Henry Reece gives an overview of the processes involved in market making
In 2010 the underlying MSCI EM index returned over 16%* and the main tracking ETFs from iShares, Lyxor and db x-trackers boosted their shares in issue by between 40%-90%. Assets under management in these three European funds topped $15bn at the end of the year and while widespread unrest in the MENA countries in Q1 2011 has driven a spate of redemptions in the funds, assets currently stand at around $13bn*.
With the growing popularity of ETFs as a tool for gaining exposure to these markets, we thought it would be useful to give investors an insight into how we make markets in these products, from pricing the ETFs to managing our risk and delivering the ETF shares.
As a European market maker, we provide prices both on-exchange and over the phone to clients throughout European trading hours. As many of the emerging markets are closed during this time, our challenge is to provide investors with competitive prices in ETFs based on indices whose underlying components are shut.
We use modelling techniques based on a variety of correlated instruments to derive a ‘fair value’ for an ETF at any given time, which is essentially an attempt to estimate where we will be able to trade the underlyings when they open.
The instruments we use include a variety of derivatives, equities, bonds, currencies and in some cases commodities. Some investors may look at an intraday net asset value (iNAV) calculation to get an idea of fair value, but that is generally not an accurate reflection of the real-time net asset value (NAV) because the iNAV often uses the previous closing prices of the underlyings without factoring in any market moves since that time.
When we sell shares in an ETF, we often settle the trade from existing long inventory. In cases where we do not have inventory, we need to cover the trade by acquiring ETF shares. This is done either by placing a creation with the issuer for new shares or by buying shares on exchange (or off-exchange from other counterparties). We can also borrow the ETF shares, although borrowing shares in emerging market ETFs is neither easy nor inexpensive (albeit the ETF borrow market in Europe is improving).

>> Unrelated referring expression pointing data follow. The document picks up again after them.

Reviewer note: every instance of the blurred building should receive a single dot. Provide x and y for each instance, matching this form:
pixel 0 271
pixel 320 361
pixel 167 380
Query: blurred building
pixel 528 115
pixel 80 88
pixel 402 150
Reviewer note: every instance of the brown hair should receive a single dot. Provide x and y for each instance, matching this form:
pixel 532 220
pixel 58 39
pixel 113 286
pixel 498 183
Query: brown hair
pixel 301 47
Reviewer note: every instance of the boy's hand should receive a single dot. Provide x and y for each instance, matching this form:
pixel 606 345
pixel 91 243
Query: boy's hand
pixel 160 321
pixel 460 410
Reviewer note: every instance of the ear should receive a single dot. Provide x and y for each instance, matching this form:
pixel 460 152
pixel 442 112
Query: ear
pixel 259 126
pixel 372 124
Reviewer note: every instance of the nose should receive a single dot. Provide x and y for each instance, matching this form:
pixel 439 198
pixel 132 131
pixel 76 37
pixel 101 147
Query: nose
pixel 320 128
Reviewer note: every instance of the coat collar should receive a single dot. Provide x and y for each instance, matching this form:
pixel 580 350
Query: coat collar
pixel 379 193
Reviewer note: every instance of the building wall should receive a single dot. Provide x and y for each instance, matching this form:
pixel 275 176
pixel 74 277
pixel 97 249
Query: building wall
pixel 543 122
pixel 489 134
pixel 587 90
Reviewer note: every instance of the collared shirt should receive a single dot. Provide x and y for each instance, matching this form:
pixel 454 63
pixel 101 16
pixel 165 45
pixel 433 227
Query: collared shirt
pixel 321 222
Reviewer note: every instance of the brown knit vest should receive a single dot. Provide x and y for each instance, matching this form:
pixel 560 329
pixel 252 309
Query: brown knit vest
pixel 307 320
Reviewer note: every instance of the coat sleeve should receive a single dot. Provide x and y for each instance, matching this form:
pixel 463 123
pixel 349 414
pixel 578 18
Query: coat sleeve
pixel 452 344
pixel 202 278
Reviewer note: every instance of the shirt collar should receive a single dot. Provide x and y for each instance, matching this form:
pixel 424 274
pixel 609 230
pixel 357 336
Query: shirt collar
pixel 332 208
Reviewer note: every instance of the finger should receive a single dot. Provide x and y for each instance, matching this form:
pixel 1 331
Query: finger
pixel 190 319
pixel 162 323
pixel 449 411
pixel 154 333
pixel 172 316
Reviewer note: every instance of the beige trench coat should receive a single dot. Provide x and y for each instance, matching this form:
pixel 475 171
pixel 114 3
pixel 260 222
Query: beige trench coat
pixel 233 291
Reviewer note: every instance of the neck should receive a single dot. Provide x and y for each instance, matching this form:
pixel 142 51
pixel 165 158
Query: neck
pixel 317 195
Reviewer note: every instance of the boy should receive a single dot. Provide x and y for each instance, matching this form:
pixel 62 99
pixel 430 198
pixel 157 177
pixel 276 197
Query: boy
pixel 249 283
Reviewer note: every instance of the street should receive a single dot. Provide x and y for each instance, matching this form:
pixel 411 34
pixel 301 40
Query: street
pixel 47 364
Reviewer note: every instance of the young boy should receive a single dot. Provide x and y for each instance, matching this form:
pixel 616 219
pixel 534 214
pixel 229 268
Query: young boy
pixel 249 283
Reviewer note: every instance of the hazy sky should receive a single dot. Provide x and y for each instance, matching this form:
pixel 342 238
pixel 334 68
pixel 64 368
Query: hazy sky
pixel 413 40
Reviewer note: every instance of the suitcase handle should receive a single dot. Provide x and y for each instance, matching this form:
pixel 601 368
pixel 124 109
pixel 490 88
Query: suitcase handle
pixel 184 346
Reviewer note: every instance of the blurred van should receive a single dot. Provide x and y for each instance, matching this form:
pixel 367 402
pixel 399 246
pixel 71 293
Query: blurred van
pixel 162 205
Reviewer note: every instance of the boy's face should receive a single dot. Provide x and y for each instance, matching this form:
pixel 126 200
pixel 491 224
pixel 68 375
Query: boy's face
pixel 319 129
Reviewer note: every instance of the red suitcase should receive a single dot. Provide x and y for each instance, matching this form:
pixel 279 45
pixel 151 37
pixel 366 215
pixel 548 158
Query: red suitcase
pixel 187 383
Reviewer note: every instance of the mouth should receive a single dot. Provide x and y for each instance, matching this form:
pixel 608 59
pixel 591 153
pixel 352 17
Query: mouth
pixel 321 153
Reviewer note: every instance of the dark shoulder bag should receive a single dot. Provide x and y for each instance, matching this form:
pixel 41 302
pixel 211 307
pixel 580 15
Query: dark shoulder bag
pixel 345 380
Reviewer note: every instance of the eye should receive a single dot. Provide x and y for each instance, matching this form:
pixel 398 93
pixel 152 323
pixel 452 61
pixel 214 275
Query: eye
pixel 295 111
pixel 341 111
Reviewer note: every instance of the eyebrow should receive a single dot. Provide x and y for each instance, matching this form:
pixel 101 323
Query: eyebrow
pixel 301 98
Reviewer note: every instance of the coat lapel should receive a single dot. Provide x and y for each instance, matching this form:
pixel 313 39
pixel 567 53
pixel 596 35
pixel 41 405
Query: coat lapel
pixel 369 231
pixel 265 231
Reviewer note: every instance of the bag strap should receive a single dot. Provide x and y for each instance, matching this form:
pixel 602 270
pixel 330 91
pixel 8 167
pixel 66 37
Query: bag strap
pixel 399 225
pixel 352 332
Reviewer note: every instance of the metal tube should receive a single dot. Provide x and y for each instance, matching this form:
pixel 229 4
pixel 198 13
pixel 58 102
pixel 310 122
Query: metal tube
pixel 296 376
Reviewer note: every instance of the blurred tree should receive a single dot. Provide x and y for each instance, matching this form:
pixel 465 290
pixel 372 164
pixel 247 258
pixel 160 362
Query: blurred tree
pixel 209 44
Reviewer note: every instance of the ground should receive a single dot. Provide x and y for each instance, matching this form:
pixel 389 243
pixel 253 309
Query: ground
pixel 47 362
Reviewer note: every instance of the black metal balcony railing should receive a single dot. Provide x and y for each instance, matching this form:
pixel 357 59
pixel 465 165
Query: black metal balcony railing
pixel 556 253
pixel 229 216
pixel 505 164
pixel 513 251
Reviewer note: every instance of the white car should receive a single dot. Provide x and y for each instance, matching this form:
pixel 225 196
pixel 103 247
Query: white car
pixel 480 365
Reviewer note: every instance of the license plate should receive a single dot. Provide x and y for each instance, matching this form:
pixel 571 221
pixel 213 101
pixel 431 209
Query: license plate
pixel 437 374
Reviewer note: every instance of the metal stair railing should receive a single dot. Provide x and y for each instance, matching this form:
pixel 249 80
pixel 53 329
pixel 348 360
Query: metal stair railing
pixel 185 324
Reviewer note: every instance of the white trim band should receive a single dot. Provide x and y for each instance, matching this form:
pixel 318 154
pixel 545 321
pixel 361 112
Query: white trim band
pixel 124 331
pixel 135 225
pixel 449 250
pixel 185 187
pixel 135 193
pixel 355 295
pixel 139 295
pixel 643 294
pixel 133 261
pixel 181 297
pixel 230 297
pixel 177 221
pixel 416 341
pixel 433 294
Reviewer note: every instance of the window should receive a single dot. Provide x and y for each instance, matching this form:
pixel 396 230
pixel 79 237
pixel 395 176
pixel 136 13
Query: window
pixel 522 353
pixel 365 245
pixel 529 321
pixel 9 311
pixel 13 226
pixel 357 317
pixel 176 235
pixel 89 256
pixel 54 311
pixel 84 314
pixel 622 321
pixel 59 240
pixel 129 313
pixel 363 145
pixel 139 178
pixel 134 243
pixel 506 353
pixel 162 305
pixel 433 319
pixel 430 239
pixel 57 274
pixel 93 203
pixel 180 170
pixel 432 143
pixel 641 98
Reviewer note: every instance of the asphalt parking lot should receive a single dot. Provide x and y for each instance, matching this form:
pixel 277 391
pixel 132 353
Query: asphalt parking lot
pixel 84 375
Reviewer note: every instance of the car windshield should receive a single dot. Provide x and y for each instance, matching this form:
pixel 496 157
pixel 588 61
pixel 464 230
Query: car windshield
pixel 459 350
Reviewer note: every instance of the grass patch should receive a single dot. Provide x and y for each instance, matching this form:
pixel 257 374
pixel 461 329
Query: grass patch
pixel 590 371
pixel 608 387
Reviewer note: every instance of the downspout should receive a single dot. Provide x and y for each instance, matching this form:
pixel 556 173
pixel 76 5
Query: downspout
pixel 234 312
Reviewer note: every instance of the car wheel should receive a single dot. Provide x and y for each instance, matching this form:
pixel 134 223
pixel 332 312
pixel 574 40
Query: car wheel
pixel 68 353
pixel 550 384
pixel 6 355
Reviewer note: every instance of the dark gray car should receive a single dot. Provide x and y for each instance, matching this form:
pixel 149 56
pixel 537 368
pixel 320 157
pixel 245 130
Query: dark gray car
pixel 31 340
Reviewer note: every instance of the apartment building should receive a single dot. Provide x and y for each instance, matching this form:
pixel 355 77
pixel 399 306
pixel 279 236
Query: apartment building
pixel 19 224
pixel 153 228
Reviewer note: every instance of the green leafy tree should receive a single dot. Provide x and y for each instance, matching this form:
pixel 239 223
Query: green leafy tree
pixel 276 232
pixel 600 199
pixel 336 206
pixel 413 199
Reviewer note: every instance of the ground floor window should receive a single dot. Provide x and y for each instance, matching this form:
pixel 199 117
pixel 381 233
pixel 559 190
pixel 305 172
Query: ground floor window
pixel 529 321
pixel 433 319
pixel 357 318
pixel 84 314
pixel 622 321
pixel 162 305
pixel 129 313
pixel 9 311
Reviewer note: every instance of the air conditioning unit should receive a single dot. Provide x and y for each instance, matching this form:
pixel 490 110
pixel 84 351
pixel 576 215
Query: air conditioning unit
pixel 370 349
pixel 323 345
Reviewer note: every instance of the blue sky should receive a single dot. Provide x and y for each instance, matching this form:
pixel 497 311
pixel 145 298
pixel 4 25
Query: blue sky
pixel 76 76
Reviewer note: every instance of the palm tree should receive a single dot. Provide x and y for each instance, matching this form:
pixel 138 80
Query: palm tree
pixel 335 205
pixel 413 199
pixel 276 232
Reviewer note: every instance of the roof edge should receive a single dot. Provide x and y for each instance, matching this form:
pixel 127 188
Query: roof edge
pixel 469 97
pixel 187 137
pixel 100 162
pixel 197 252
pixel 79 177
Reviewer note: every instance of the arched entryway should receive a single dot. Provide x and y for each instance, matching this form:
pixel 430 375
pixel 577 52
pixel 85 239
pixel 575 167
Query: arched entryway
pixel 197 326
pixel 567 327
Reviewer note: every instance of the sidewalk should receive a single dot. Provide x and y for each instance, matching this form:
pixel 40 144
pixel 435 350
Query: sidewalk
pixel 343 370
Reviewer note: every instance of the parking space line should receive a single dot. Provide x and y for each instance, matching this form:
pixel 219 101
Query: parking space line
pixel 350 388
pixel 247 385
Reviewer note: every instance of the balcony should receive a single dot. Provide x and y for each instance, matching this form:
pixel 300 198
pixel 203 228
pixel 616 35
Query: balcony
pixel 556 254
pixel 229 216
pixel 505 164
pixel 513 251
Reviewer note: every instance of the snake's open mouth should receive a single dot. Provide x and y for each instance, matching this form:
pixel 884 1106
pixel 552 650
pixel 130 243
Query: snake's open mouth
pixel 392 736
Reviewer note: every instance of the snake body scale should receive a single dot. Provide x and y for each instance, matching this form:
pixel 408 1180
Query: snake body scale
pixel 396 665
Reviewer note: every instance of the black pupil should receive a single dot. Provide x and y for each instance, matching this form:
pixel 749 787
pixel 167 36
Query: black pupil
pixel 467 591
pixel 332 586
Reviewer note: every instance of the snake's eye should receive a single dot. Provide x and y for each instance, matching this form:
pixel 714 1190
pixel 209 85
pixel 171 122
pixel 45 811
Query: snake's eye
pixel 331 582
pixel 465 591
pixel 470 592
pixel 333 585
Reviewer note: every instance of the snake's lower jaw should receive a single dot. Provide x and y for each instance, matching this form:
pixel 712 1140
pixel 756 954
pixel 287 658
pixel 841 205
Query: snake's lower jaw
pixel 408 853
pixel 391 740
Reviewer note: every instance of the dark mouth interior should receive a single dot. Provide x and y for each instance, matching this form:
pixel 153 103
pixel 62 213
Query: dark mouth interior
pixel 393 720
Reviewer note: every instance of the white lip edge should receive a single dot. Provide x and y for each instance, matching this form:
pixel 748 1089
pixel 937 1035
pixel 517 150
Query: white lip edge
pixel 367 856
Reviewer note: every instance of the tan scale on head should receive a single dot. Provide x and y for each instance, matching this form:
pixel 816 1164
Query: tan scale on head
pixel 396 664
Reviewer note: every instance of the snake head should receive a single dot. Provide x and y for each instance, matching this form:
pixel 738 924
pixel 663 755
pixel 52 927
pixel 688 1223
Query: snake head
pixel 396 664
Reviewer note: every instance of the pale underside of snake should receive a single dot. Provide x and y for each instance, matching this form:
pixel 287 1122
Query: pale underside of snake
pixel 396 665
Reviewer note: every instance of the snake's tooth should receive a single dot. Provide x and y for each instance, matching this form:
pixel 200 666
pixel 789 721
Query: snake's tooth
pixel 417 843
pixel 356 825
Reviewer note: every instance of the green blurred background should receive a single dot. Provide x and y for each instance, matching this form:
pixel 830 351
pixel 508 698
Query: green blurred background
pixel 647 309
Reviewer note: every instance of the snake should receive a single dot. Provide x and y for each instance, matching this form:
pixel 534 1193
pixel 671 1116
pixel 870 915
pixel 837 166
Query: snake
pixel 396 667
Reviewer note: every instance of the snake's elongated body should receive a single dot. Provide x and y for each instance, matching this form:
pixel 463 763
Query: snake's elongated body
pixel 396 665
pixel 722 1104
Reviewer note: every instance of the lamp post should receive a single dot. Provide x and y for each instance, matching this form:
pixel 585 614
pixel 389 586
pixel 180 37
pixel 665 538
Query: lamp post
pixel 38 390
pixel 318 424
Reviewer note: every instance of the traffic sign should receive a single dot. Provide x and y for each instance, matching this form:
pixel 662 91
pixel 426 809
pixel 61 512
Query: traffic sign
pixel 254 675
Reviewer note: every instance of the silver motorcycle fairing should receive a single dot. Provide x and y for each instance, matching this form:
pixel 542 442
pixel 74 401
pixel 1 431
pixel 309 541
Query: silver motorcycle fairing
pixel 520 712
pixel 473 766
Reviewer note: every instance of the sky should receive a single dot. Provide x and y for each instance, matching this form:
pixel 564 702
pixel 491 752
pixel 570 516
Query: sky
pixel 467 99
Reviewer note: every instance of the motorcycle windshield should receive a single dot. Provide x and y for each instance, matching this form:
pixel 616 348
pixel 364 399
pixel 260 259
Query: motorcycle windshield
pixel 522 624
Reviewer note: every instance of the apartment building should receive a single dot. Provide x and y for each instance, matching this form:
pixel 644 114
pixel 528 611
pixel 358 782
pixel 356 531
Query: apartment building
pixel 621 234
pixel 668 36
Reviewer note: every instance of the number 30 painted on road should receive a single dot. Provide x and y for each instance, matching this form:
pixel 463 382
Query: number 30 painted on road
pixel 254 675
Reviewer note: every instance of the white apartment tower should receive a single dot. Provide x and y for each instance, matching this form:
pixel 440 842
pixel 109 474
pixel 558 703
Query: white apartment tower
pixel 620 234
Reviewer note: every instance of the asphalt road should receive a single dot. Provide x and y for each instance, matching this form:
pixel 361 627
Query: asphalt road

Both methods of acquiring shares (creating and buying on- or off-exchange), can take time. For example a creation order placed today in an ETF with Asian components will not have a confirmed price until two days’ time (the Asian components will be traded the next morning, the currency struck the following afternoon and the official price published the morning after that).
We need to hedge our position during this time lag. Exact hedges for emerging market ETFs rarely exist, so in reality we have exposure to the trade until we acquire the actual ETF shares. (The same basic principles apply when we buy shares and need to divest of the position). This leads to a certain amount of variance for us. Our ability to handle this variance is an integral part of our ability to make competitive prices in these products.
Creating ETF shares in emerging markets can also be expensive (in some cases over 2% fees), so we will try to achieve two-way flow in ETFs in order to buy shares on exchange (or from other counterparties) instead of always creating. If we can cover trades in this cost effective manner, we can in turn provide tighter bid/offer spreads for investors.